We concluded that should the average interest rate on US debt rise to 5%, the annual interest payment on the debt would jump from roughly $180 million to almost half a trillion, or roughly 25% of all revenues, at which point the Weimar scenario starts getting quite realistic. Needless to say we will update this analysis shortly, especially now that rates are not only rising, but projected to go up to 4.5% or higher, courtesy of the abovementioned "economic improvement."
But back to the chart: now that we have already managed to extract the benefits from the front-loaded benefits package, all that remains is the cost. And the cost in question is debt issuance risk. Which simply means that like last year, when well over $2 trillion in debt demand was unaccounted for, and subsequently satisfied by QE Lite and QE2, in 2011, when we predict net debt supply will hit another all time record, Ben Bernanke will have no choice but to enter the Treasury purchasing market once again.

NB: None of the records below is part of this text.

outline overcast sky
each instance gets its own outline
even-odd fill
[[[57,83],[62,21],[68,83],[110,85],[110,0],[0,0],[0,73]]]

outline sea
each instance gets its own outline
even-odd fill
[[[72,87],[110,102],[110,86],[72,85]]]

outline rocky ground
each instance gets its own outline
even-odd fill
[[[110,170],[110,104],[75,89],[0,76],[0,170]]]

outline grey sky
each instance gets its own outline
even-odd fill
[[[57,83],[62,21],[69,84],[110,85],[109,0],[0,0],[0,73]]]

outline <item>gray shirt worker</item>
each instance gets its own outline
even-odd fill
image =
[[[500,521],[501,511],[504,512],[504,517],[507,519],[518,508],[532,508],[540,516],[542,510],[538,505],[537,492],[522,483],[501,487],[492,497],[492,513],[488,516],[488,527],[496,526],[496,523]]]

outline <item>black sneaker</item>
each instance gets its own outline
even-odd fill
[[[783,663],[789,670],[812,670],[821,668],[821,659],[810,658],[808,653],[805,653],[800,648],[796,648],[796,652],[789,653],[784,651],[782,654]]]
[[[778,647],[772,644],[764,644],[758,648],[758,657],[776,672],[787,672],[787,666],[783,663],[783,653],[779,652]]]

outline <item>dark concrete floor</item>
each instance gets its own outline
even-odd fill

In other words, we expect that Jon Hilsenrath will circulate an article highlighting the ever greater likelihood of another round of quantitative easing some time in April... just a few weeks after the most recent debt ceiling vote passes, this time allowing the US Treasury to issue up to $15.5 trillion in debt, or $1.2 trillion more than the current token limit- just enough to kick the can one more year down the road.
On the other hand, if we are wrong, and if Ron Paul somehow succeeds in preventing this form occurring, then all those market "strategists" who expound the benefits of the economic "recovery" when all they expect are further rounds of QE, will promptly change their tune.
In other words, the entire fate of the market's 2011 closing print will depend on that critical window between April and May when QE3 may or may not be announced.